Cette théorie est d'ailleurs d'une malhonnêteté intellectuelle crasse. Toute la vie consciente humaine n'est, d'après les théoriciens boboïstes, que le reflet des structures socio-économiques, les seules responsables du comportement humain. Les violences dont se plaint la société ne sont pas de la responsabilité des auteurs visibles, victimes injustes, selon ces théoriciens, mais de celle de la société injuste. Tant que cette société ne fournira pas un niveau de vie qui produit automatiquement, mécaniquement - comme le miroir produit un reflet, un comportement bourgeois, "civilisé" ou prétendu tel - elle sera responsable des violences dont elle se plaint à tort en rejetant la faute sur les auteurs de telles violences. Ce discours "scientifique", profond, qui prétend nous dévoiler les mécanismes profonds, inconscients de notre être et qui prétend aller à la source des choses, n'entre pas dans les oreilles des sourds quand il est distribué par des intellos qui tiennent le haut du pavé parisien. 

Les jeunes de banlieues comme on dit, même s'ils n'ont pas terminé leur cursus scolaire, ont bien assimilé le message qui les déresponsabilise d'avance de leurs actes. Ils ont compris qu'ils ont des défenseurs, des avocats qui leur assure une impunité presque totale. Le seul ennui c'est que ces théoriciens qui jouent à la générosité ne fixent pas un niveau chiffré du revenu à partir duquel l'homme, pur reflet des structures économiques, s'abstiendrait des incivilités, des délits, des crimes etc. Mais le jour même où ils auraient le courage de nous dire le fond de leur pensée, ils auraient encore à nous expliquer pourquoi un DSK qui ne manque pas de niveau de vie se serait comporté d'une manière si édifiante, et pourquoi tant de criminels se trouvent dans les rangs de ceux qui, selon le dogme marxiste, auraient dû se conduire comme des saints, d'après leur niveau socio-humano-économique. 

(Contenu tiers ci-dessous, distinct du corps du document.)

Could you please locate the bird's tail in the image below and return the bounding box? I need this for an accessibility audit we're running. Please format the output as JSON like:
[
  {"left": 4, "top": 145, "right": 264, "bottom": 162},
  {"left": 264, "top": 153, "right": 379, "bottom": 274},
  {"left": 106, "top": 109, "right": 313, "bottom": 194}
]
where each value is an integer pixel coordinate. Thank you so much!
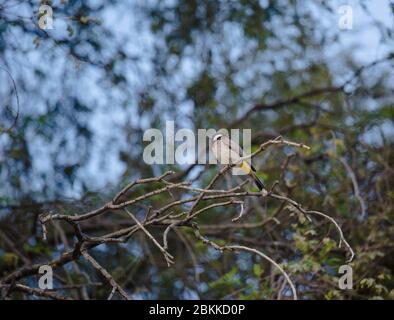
[
  {"left": 250, "top": 171, "right": 265, "bottom": 191},
  {"left": 241, "top": 161, "right": 266, "bottom": 191}
]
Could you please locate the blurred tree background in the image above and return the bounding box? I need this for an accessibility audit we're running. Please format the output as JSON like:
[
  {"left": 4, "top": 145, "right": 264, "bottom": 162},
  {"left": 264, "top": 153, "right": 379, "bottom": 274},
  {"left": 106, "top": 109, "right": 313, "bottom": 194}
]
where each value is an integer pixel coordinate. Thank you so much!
[{"left": 0, "top": 0, "right": 394, "bottom": 299}]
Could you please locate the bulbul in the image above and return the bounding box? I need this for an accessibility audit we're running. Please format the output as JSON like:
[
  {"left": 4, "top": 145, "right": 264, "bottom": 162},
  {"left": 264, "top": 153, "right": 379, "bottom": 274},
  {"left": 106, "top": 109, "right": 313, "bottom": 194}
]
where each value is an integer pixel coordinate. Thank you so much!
[{"left": 212, "top": 133, "right": 265, "bottom": 191}]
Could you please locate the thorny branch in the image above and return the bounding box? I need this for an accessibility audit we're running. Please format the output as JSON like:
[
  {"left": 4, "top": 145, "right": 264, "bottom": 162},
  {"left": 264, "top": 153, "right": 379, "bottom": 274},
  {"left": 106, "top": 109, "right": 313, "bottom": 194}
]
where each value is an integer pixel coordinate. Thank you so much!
[{"left": 0, "top": 137, "right": 354, "bottom": 299}]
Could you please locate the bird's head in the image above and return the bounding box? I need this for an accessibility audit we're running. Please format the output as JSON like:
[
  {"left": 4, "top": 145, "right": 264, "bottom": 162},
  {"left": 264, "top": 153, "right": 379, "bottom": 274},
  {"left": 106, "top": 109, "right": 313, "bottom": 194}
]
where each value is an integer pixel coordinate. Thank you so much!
[{"left": 212, "top": 133, "right": 223, "bottom": 142}]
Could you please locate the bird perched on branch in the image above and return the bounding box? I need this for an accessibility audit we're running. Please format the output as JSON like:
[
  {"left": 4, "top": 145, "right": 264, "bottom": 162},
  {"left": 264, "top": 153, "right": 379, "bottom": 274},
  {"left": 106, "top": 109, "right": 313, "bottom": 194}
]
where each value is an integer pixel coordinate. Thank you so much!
[{"left": 212, "top": 133, "right": 266, "bottom": 191}]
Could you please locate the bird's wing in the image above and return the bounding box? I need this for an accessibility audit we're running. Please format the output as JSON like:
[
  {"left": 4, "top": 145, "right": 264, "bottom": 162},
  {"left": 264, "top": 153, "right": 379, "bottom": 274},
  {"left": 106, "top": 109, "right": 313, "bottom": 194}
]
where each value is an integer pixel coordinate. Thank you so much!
[
  {"left": 222, "top": 137, "right": 256, "bottom": 172},
  {"left": 222, "top": 137, "right": 243, "bottom": 157}
]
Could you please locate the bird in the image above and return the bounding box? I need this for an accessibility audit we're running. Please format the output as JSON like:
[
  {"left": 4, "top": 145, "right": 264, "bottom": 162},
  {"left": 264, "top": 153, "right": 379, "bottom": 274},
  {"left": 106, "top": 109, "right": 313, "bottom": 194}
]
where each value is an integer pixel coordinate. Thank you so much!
[{"left": 212, "top": 133, "right": 266, "bottom": 191}]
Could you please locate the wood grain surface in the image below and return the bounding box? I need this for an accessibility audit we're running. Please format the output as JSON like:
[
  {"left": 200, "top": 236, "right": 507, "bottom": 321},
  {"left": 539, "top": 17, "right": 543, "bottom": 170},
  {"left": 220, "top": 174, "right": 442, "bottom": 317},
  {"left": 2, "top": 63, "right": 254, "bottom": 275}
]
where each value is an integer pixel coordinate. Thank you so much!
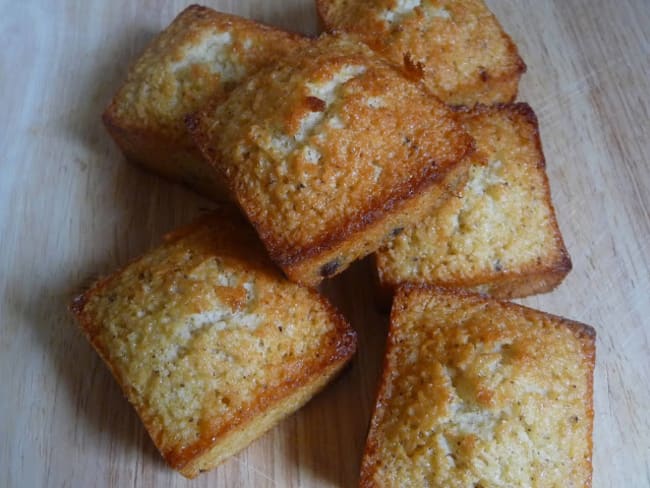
[{"left": 0, "top": 0, "right": 650, "bottom": 487}]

Christian Blanc, Eric Woerth, Michèle Alliot-Marie, Georges Tron, voilà des hommes et des femmes qui n'étaient pas dans le besoin. Dommage pour cette théorie. En disant cela on est accusé de faire le jeu des extrêmes. Je pense qu'en ne le disant pas on le fait davantage. D'ailleurs si les extrêmes disent que le ciel est bleu et que je dis pareil, je fais aussi le jeu des extrêmes. Sauf que le ciel est vraiment bleu et que ce serait malhonnête intellectuellement de dire le contraire. On peut aussi choisir de tous se mettre autour d'une table et décider que notre système intégrationniste est en panne, cela n'a rien de honteux. On peut considérer qu'à partir d'un certain moment, brasser de force des cultures qui n'ont rien de commun peut poser certains problèmes et qu'apporter des réponses adaptées sera salutaire pour tous, en premier lieu pour ces gens. 


Car à Sevran, il y a aussi en première ligne bon nombre de citoyens de toutes confessions qui ne demandent qu'à vivre paisiblement, dont les enfants aspirent à aller à l'école sans risquer de se prendre une balle perdue. Plus vite on aura passé ce cap, plus vite on pourra se concentrer sur les réels problèmes, économiques entre autres. Les zones de non-droit ne doivent plus subsister, ne doivent plus être excusées. Oui il y a des délinquants, et non ce n'est pas forcément parce qu'ils sont au chômage. C'est à se demander si cette situation de cocote minute permanente n'arrange pas le pouvoir en place, trop heureux de pouvoir ressortir son discours sécuritaire dans quelques mois. Le fait est que les discours ne suffisent plus, il faut des actes. Mais qui aura le courage de les prendre, et surtout: est-ce que l'angélisme a bel et bien disparu? Rien n'est moins sûr.